Identifying causal relationships among distinct brain areas, known as effective connectivity, holds key insights into the brain's information processing and cognitive functions. Electroencephalogram (EEG) signals exhibit intricate dynamics and inter-areal interactions within the brain. However, methods for characterizing nonlinear causal interactions among multiple brain regions remain relatively underdeveloped. In this study, we proposed a data-driven framework to infer effective connectivity by perturbing the trained neural networks.

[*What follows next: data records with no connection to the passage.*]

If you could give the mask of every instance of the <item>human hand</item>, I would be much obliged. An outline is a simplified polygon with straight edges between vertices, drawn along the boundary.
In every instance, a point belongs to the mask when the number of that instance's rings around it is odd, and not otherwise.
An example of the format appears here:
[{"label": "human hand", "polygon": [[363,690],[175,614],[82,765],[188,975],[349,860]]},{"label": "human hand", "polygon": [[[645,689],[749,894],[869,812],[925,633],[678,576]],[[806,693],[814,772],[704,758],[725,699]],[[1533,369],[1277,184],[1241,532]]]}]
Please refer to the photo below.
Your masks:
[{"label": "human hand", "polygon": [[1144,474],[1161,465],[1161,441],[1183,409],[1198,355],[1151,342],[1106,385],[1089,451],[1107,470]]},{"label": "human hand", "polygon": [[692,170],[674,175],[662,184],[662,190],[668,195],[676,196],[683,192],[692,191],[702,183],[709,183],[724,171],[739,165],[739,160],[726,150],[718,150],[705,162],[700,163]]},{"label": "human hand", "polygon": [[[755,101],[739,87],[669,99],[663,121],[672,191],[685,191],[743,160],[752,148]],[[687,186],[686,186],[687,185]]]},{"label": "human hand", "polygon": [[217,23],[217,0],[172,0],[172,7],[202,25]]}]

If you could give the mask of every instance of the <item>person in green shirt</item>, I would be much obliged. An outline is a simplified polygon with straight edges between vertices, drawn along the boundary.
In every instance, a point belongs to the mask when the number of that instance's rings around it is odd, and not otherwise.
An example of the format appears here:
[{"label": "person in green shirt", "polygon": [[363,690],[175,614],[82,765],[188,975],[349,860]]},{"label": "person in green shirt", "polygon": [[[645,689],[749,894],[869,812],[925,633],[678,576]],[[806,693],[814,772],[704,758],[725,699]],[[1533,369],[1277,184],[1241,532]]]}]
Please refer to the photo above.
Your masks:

Specifically, we trained neural networks (i.e., CNN, vanilla RNN, GRU, LSTM, and Transformer) to predict future EEG signals according to historical data and perturbed the networks' input to obtain effective connectivity (EC) between the perturbed EEG channel and the rest of the channels. The EC reflects the causal impact of perturbing one node on others. The performance was tested on the synthetic EEG generated by a biological-plausible Jansen-Rit model. CNN and Transformer obtained the best performance on both 3-channel and 90-channel synthetic EEG data, outperforming the classical Granger causality method. Our work demonstrated the potential of perturbing an artificial neural network, learned to predict future system dynamics, to uncover the underlying causal structure.

翻译：识别不同脑区之间的因果关系（即有效连接）对理解大脑的信息处理及认知功能至关重要。脑电图（EEG）信号展现出大脑内部复杂的动态特性及脑区间相互作用。然而，表征多个脑区之间非线性因果交互的方法仍相对不完善。本研究提出一种数据驱动框架，通过扰动训练好的神经网络来推断有效连接。具体而言，我们训练神经网络（包括CNN、原始RNN、GRU、LSTM及Transformer）基于历史数据预测未来EEG信号，并通过扰动网络输入以获取被扰动EEG通道与其他通道之间的有效连接（EC）。该有效连接反映了扰动一个节点对其他节点的因果影响。我们利用基于生物学合理的Jansen-Rit模型生成的合成EEG数据测试了该方法性能。在3通道与90通道的合成EEG数据上，CNN与Transformer均取得了最优结果，优于经典的格兰杰因果方法。本研究证明了通过扰动已学会预测未来系统动力学的人工神经网络来揭示潜在因果结构的可行性。